I have a function that needs a block size. The block size can depend on a depth, but I want the application to be able to implement its own simple logic to map a depth to a block size, though the block size must never change for a specific depth.
In the simplest form, the depth-to-blocksize can just return a size. The most common block size logic we currently use is "64K if depth is 0, 4K otherwise", but more complicated variants are possible.
I take in a fn(u16) -> u32 function pointer (rather than an Fn) to discourage developers from making the block size depend on external variables captured in a closure.
In the end, this constraint will come down to a documentation issue, where if the developer decides to randomize the size for each call it'll trigger amazingly undefined behaviors, and all bets are off. With that said: What Rust tools are available to make it more difficult for developers to break this invariant?
I'm wondering if one can accomplish something in the spirit of:
(Asking specifically about using callback functions (or equivalent). I could easily have the application pass a precomputed data structure for doing the mapping, but I'm wondering specifically about what tools there are to constrain functions from introducing side effects).
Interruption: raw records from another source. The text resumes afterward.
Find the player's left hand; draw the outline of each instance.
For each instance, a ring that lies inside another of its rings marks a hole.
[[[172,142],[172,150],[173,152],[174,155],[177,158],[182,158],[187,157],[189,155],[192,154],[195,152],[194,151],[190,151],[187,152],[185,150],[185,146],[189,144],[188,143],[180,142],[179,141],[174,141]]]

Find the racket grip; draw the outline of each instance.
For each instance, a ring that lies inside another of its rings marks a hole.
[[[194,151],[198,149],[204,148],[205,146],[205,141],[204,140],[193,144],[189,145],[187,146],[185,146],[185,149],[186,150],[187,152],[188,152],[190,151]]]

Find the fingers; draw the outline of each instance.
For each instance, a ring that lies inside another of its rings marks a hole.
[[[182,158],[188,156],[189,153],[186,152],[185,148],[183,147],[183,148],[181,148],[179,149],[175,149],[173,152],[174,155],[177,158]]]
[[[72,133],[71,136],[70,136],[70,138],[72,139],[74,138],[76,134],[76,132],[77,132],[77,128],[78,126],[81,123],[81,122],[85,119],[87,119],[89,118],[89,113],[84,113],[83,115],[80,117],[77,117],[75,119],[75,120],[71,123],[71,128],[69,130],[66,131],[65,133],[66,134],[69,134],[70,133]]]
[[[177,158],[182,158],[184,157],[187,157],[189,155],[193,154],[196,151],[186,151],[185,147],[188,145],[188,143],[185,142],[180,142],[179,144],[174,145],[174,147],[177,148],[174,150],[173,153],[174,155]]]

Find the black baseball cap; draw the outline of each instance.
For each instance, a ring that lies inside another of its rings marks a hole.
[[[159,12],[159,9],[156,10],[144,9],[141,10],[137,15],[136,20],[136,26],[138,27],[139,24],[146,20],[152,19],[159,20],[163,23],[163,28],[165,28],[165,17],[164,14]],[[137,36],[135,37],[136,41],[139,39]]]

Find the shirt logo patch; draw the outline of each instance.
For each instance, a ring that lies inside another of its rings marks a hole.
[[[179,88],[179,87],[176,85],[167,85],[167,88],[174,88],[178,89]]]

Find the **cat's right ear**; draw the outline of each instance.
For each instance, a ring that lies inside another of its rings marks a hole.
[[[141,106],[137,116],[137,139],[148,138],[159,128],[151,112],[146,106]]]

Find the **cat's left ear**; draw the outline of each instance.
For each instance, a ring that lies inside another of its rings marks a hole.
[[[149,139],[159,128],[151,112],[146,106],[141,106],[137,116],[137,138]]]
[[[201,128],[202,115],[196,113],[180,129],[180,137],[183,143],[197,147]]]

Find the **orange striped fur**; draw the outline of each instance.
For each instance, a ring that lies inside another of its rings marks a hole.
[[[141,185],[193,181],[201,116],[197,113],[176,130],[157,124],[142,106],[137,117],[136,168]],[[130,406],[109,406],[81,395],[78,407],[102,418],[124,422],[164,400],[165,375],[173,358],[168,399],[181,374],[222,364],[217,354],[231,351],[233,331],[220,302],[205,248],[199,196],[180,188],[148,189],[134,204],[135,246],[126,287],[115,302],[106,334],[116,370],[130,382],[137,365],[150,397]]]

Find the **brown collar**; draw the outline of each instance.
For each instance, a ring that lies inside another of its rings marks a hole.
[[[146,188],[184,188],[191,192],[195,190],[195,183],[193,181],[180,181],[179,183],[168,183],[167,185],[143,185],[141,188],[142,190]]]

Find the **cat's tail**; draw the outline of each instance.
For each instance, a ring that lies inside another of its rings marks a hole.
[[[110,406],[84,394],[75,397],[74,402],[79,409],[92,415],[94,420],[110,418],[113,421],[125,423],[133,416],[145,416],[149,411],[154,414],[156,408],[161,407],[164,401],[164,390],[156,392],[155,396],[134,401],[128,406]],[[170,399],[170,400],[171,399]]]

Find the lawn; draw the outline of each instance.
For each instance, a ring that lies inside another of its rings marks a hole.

What you are referring to is often called a "pure" function. The idea being that a function's outputs can be derived entirely from its inputs, independent of any external state.
The problem you are going to run into is that programs have access to a lot of external state. For example, I could store an AtomicU32 in a static variable and every time the function gets called, I'll increment that counter and use it to determine the block size.
All code has access to stdin, stdout, and the filesystem, so there are three easy ways for side-effects to creep in. Same with anything linking to an extern "C" function (this is what stdin/stdout/fs use under the hood to trigger side-effects).
If you want true determinism, compile your code to WebAssembly and make sure the WebAssembly module is instantiated from scratch every time (so static variables can't be persisted between calls) and make sure you don't give it access to non-deterministic functions (time, rng, fs, etc.).
Otherwise, if a dodgy callback can trigger UB in the rest of the program by crafting special outputs, you should mark your encode() function as unsafe to call and move on.
One approach not yet mentioned is to not prohibit side effects but to make them irrelevant: memoize the function. That is, call it at most once for any given input, and store that value, within whatever scope/context/structure cares about the consistency.
Of course, that means having storage for the memoization, and consulting it. (If the scope must be global, then a static[AtomicU32; 65536], perhaps?)
Wouldn't const check most of the requirements?
Another option could be to move this to compile time logic. There are a bunch of ways to do this, in the simplest form you could have a trait with associated constants and encode this information in there.
Instead of a function passed as an argument you would take some type T that implements the trait and just access the associated constants.
If this is a solution for you would depend on how "dynamic" the function must be.